SAN DIEGO (CBS 8) - Going green can mean a lot of things - from recycling to driving a fuel-efficient car.
News 8's Shawn Styles is going green in his garden. He's sharing his organic method of growing herbs and vegetables and how it benefits his health and the health of the planet.
Our day starts with Molly in the garden feeding the fish so they'll eat the mosquito larva and to put out seed to attract the birds. That works out pretty good because birds are hungry and always looking for food. Another key is running water.
My father designed his gardens to create an eco-system, that's what we've done, planting what will attract what we want. The flora is water wise but colorful and a food source. Two of those are bougainvillea and buddleia for the monarch butterflies.
That's part of the reason there's so many. The other - milkweed - it's the only plant monarchs lay their eggs on and that the caterpillars will eat, which leads to the cycle of life: egg to caterpillar, caterpillar chomping away, jay-hooking to the chrysalis and then to butterfly. This wouldn't be possible with pesticides which kill bad and good bugs.
Besides monarch butterflies, tiger swallowtail will make an appearance, as well as the painted lady which is smaller and very quick.

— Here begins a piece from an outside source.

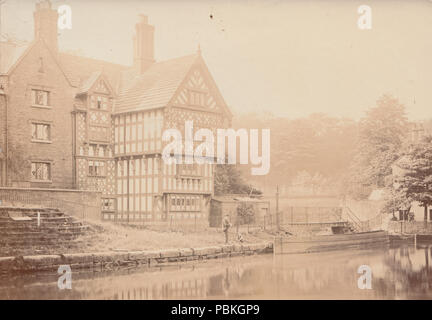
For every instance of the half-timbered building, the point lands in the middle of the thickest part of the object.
(101, 124)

By letting Mother Nature help, we don't have to worry about residue on our dogs another key is good soil. Organics from the kitchen end up being composted and that is spread around to provide the nutrients for brilliant color: Lion's tail that explodes in orange, the giant and fragrant angels trumpet, plumeria that seems to bloom non-stop from spring to fall, yellow daisy's that give in multiple ways and sunflowers. The seeds they drop turn into volunteers and what's left the other birds will eat
It's the combination of plants, beneficial insects and the creatures who visit that help make our garden green.
Additionally, by not using any pesticides I don't have to worry about harmful residue on any of the vegetables and herbs we cook with throughout the year.
Shawn's Green Garden Tips
Compost leaves and organics from the kitchen.

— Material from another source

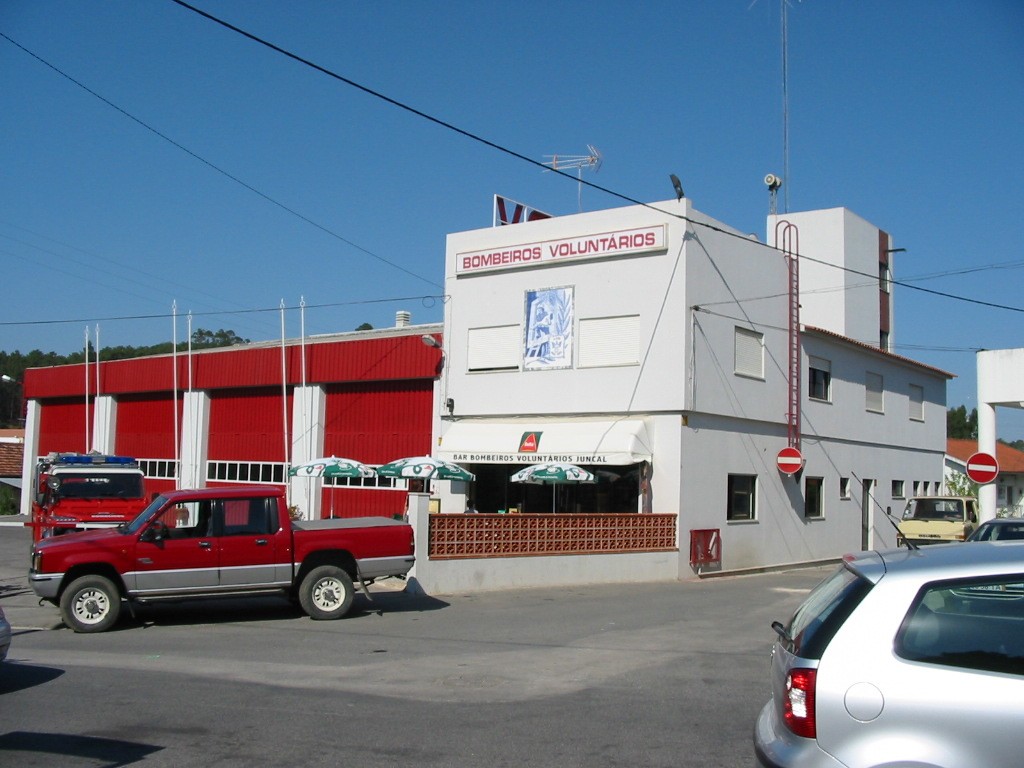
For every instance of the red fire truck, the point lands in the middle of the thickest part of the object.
(85, 491)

The compost helps as a soil conditioner, a fertilizer, and works as a
natural pesticide for the soil.
Landscape with plants that are natural to our region or do well in a semi-arid climate.

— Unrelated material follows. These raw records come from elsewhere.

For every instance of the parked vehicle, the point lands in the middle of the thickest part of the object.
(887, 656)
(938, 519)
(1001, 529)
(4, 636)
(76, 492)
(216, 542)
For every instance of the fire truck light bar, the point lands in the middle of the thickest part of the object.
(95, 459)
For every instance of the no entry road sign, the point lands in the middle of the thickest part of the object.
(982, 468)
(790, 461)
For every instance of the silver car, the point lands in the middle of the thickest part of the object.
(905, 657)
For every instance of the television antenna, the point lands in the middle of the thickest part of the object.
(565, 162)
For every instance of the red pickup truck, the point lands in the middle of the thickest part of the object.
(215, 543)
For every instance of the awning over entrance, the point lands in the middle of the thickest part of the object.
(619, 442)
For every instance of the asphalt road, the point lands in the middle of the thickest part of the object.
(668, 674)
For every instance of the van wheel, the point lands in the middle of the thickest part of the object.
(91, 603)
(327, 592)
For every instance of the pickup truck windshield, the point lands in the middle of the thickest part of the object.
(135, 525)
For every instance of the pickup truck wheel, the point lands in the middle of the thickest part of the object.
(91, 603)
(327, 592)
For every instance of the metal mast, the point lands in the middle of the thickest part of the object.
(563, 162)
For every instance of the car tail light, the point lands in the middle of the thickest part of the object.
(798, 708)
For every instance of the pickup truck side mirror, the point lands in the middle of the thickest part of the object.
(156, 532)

Utilize natural predators in your garden to
control invasive insects. This will allow you to remove pesticide from
your gardening routine.
Select annuals the will provide volunteers for next year.
Amend your soil using natural fertilizers.
Provide a food and water source for birds, they will help control invasive insects.
Landscape with plants that will attract nectar eaters as well as food for their larva.